Wspólna akcja funkcjonariuszy z mazowieckiej i śląskiej KAS oraz Bieszczadzkiego Oddziału Straży Granicznej. Susz tytoniowy znajdował się w naczepie tira na jednym z mazowieckich parkingów. Wartość zatrzymanego towaru to blisko 9,5 mln zł.
Funkcjonariusze Służby Celno-Skarbowej (SCS) z mazowieckiej i śląskiej Krajowej Administracji Skarbowej (KAS) we współpracy z Bieszczadzkim Oddziałem Straży Granicznej zatrzymali ponad 16 ton nielegalnego suszu tytoniowego.
Przerwa w trasie
Zainteresowanie funkcjonariuszy wzbudził ciągnik siodłowy z naczepą zaparkowany na jednym z mazowieckich MOP-ów (Miejsca Obsługi Podróżnych). Pozostawiony samochód był otwarty. W pobliżu nie było kierowcy ani właściciela pojazdu.

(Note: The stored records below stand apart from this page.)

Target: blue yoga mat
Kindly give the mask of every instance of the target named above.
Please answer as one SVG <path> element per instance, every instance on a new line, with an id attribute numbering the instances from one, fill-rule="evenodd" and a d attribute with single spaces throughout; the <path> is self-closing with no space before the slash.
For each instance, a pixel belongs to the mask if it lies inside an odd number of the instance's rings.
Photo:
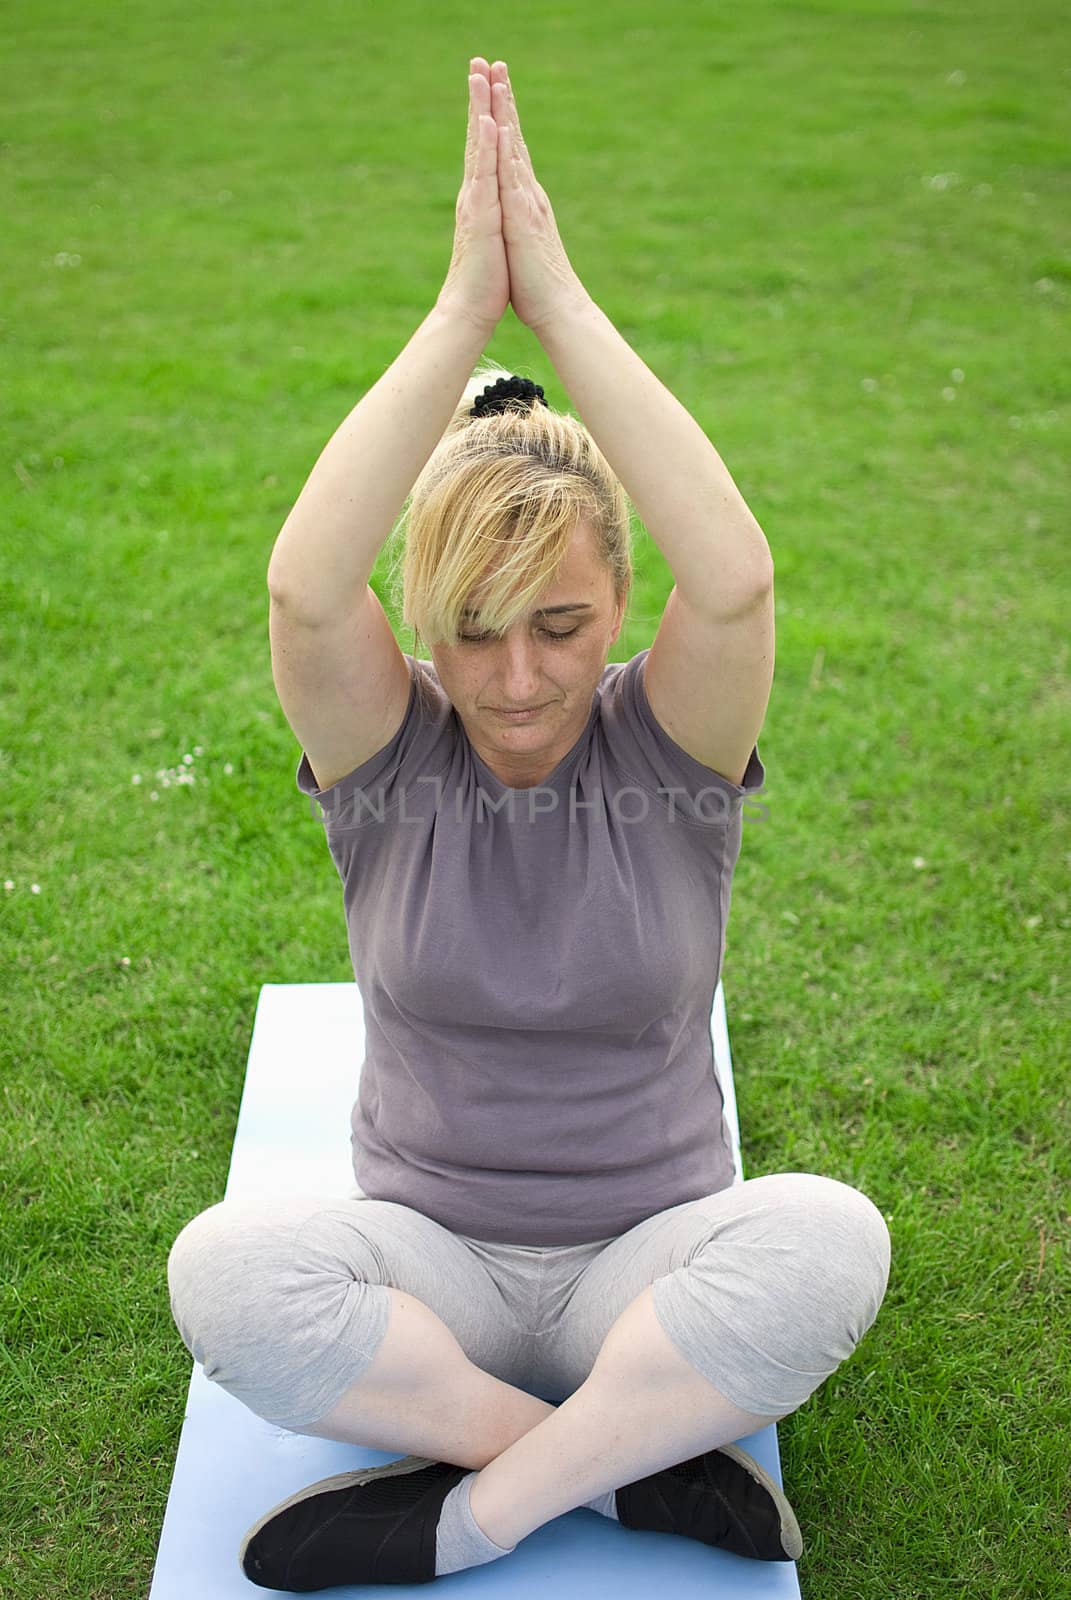
<path id="1" fill-rule="evenodd" d="M 737 1172 L 740 1135 L 721 984 L 711 1036 L 725 1091 Z M 349 1113 L 364 1056 L 355 983 L 266 983 L 260 991 L 227 1198 L 281 1190 L 352 1194 Z M 177 1334 L 176 1334 L 177 1337 Z M 777 1432 L 743 1448 L 780 1482 Z M 249 1525 L 279 1500 L 337 1472 L 381 1466 L 400 1451 L 364 1450 L 288 1433 L 255 1417 L 194 1365 L 186 1420 L 164 1516 L 149 1600 L 251 1600 L 272 1591 L 238 1565 Z M 443 1592 L 547 1600 L 799 1600 L 792 1562 L 747 1561 L 694 1539 L 623 1528 L 578 1508 L 538 1528 L 511 1555 L 436 1578 Z M 327 1591 L 338 1600 L 388 1600 L 425 1584 L 361 1584 Z"/>

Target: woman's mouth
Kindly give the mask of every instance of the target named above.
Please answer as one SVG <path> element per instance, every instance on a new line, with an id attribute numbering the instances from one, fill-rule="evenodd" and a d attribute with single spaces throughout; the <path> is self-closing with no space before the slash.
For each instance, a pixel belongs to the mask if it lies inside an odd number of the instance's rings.
<path id="1" fill-rule="evenodd" d="M 505 717 L 507 722 L 529 722 L 533 717 L 546 710 L 546 706 L 525 706 L 520 711 L 507 711 L 501 706 L 492 706 L 491 710 L 498 717 Z"/>

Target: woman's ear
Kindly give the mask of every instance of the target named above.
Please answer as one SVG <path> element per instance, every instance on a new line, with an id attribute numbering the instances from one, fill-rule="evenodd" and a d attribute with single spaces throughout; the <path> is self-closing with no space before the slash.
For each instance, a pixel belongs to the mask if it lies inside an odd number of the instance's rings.
<path id="1" fill-rule="evenodd" d="M 616 611 L 615 611 L 615 615 L 614 615 L 613 628 L 612 628 L 612 631 L 610 633 L 610 643 L 611 644 L 616 644 L 617 643 L 617 636 L 621 632 L 622 624 L 624 623 L 624 620 L 625 620 L 625 608 L 627 607 L 627 605 L 628 605 L 628 594 L 625 593 L 623 595 L 620 595 L 618 597 L 617 607 L 616 607 Z"/>

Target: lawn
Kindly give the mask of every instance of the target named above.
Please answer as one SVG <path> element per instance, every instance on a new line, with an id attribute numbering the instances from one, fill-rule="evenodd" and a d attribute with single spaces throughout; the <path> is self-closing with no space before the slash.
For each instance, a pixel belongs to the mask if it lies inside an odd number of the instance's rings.
<path id="1" fill-rule="evenodd" d="M 222 1195 L 260 986 L 352 979 L 266 571 L 441 285 L 476 53 L 774 555 L 744 1159 L 893 1239 L 779 1430 L 805 1600 L 1071 1593 L 1066 42 L 1042 0 L 9 13 L 5 1600 L 146 1594 L 168 1248 Z M 489 353 L 567 403 L 512 313 Z M 671 584 L 637 529 L 612 659 Z"/>

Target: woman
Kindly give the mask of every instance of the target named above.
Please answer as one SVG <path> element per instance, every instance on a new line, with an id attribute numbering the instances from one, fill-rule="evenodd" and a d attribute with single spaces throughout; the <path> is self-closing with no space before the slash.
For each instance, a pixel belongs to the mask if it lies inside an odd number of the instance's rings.
<path id="1" fill-rule="evenodd" d="M 466 383 L 508 304 L 586 427 L 530 381 Z M 368 585 L 410 490 L 403 615 L 432 666 Z M 626 491 L 676 583 L 650 649 L 608 665 Z M 269 1511 L 247 1576 L 426 1581 L 578 1506 L 794 1559 L 732 1441 L 851 1353 L 889 1242 L 832 1179 L 734 1182 L 711 1056 L 772 562 L 573 272 L 503 62 L 472 62 L 436 306 L 324 450 L 269 587 L 365 1005 L 363 1192 L 211 1207 L 172 1306 L 259 1415 L 411 1454 Z"/>

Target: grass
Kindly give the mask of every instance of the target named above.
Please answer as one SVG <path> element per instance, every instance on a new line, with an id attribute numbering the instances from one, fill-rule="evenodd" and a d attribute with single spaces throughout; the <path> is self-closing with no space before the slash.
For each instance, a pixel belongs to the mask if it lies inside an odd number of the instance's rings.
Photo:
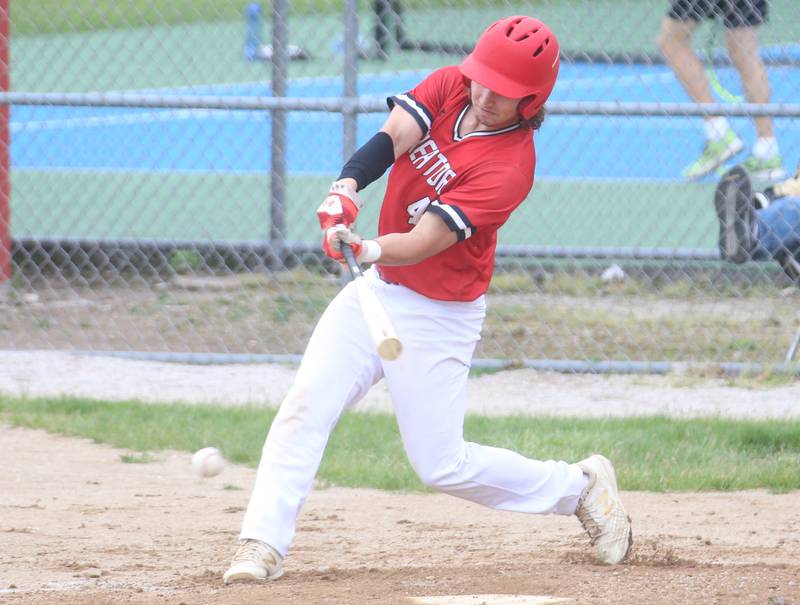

Diuna potwierdza podejrzenia
Przed rozpoczęciem kontroli wykorzystano umiejętności psa służbowego, Diuny. Diuna jest przeszkolona do wykrywania zapachu tytoniu. Jej zachowanie wskazało, że w naczepie znajdują się wyroby tytoniowe. To potwierdziło podejrzenia funkcjonariuszy, którzy przeszukali ciągnik oraz naczepę.
Sto kartonów, tony tytoniu, miliony złotych
Naczepa była załadowana kartonami wypełnionymi suszem tytoniowym bez polskich znaków akcyzy o wadze 16,2 tony. Szacunkowa wartość towaru to blisko 9,5 mln zł. Gdyby zabezpieczony towar trafił na rynek budżet państwa straciłby prawie 11 mln zł.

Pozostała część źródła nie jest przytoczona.